El goleador por antonomasia  del fútbol europeo de la época. Quizá el menos alemán físicamente de todo el equipo. Müller nunca fue un portento a nivel técnico, además físicamente llamaba la atención por poseer una estructura corporal un tanto peculiar. Tenía piernas cortas, un tronco rechoncho y no era lo suficientemente alto.

Sin embargo, era un futbolista tremendamente inteligente, con un sentido del posicionamiento bárbaro y sobre todo, con olfato.

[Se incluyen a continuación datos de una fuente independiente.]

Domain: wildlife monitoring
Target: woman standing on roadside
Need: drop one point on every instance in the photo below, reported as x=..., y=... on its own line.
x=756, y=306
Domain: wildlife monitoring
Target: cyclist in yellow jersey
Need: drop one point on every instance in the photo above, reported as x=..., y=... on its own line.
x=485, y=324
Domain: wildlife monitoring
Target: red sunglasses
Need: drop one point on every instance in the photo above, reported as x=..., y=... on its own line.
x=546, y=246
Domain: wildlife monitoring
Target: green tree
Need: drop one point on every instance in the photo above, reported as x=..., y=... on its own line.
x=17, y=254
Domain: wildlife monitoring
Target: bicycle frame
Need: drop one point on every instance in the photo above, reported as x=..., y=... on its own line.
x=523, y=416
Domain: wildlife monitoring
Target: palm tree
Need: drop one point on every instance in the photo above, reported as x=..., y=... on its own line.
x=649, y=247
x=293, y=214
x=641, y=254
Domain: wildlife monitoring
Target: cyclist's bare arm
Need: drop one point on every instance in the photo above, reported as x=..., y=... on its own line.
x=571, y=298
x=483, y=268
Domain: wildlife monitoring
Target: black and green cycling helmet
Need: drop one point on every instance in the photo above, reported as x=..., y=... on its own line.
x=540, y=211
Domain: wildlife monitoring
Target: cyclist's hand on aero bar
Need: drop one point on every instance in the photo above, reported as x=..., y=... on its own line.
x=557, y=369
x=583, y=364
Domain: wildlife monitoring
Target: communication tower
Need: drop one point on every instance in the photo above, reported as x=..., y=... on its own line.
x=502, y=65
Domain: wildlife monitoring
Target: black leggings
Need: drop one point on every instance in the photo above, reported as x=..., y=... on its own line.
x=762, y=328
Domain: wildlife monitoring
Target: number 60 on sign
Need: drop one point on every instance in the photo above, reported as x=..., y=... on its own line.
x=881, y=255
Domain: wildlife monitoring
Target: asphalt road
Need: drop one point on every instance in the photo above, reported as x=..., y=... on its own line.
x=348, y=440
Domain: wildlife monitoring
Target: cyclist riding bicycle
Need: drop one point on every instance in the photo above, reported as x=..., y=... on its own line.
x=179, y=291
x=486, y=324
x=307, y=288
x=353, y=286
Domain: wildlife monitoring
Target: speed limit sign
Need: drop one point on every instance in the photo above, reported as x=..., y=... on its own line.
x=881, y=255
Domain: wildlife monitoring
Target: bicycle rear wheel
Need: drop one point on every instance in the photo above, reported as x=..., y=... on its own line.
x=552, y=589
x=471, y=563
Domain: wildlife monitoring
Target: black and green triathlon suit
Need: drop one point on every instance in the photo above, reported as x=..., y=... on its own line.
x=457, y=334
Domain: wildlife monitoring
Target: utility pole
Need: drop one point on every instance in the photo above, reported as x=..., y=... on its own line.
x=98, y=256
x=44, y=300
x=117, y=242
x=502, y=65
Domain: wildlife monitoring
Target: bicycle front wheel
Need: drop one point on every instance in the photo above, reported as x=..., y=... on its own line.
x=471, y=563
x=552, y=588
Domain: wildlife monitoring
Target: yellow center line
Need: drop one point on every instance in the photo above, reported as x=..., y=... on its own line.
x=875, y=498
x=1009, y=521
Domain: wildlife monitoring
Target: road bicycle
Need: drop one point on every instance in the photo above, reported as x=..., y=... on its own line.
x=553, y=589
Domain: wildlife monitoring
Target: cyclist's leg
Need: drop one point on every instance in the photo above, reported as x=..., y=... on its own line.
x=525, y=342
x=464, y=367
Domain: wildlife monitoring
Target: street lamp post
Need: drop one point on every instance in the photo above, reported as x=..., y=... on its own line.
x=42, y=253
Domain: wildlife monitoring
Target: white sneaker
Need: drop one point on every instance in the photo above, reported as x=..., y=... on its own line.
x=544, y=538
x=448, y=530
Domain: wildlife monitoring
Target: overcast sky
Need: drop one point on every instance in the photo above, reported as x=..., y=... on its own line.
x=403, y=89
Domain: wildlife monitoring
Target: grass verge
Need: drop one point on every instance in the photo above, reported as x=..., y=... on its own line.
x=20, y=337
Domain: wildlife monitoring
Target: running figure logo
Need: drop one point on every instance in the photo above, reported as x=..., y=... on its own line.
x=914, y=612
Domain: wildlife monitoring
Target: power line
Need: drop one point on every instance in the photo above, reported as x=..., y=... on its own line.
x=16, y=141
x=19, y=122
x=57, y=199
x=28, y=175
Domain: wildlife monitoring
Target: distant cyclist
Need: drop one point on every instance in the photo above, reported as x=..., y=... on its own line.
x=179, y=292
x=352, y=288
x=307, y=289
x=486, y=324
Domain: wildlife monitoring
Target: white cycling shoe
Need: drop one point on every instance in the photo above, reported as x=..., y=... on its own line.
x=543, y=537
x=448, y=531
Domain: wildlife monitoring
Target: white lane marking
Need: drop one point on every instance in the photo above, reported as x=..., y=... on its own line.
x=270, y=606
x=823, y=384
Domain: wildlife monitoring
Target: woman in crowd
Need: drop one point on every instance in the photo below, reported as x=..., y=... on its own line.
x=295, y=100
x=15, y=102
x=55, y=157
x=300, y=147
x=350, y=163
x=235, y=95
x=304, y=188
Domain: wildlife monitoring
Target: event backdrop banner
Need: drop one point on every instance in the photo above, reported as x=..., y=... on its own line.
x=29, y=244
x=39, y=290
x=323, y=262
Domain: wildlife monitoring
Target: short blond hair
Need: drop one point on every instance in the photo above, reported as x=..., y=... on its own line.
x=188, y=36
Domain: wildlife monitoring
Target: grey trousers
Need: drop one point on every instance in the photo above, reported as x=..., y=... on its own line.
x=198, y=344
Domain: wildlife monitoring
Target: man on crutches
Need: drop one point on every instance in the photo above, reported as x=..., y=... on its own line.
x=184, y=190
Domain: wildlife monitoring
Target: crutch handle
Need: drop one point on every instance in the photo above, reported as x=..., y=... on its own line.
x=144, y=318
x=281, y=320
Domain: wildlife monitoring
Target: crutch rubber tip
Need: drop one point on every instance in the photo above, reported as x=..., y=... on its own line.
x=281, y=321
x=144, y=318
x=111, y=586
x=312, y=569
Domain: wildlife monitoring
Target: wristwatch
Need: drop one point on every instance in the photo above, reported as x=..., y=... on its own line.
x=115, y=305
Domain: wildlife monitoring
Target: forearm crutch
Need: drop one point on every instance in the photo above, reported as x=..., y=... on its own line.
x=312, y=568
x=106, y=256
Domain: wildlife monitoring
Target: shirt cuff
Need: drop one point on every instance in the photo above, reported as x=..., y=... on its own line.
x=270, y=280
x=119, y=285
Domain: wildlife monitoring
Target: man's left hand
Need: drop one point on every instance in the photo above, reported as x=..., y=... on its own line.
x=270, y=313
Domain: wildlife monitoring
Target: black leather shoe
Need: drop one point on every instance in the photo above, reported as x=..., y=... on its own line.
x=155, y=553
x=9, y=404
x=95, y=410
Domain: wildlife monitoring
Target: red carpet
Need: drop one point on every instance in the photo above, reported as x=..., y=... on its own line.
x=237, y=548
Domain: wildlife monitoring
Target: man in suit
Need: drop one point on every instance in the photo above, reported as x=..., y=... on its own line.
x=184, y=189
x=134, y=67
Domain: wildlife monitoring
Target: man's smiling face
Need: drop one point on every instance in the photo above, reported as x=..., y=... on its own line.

A pesar de lo que hemos dicho de su técnica, Müller sí dominaba convenientemente el arte del control: siempre era capaz de recibir la pelota y dejarla en posición ideal para su remate. Posición ideal para él, que era capaz de rematar en posiciones anormalmente bajas o desequilibradas, merced a su potente tren inferior y su bajo centro de gravedad. Ello además le permitía realizar giro inverosímiles, capaces de dejar clavado al mejor defensor, y sprintar en distancias cortas con la suficiente intensidad como para llegar una décima de segundo antes que su marcador, meter la pierna y anotarse una nueva muesca a su rifle. Era la inteligencia en el área hecha futbolista.

A este Mundial Müller llegaba en el punto más álgido de su carrera, ya había disputado uno, consagrándose, como ya era habitual para él, máximo goleador del torneo, y también había ganado la Euro 72 con goles decisivos por su parte. Así que en Alemania 74 se espera otro aluvión de goles por parte de “Der Bomber”. No fue ni mucho menos así, ya que los primero encuentros fueron duros para Müller, que no se entendía en el doble 9 con Jupp Heynckes (ambos había jugado juntos en el 72, pero Heynckes jugaba caído en banda), y se veía desasistido sin la figura de Gunther Netzer ocupando el medio campo. Cuando Schön por fin solucionó esto, Müller comenzó su recital, no solo con goles (decisivos sus  tantos a Polonia y Holanda), sino también de movimientos en área, de fijación de centrales, de venir incluso a ocupar en algunos momentos el “espacio del 10” abriendo así espacio para las diagonales de Grabowski y Holzenbein. En definitiva, del Torpedo Müller más completo que se había visto hasta la fecha.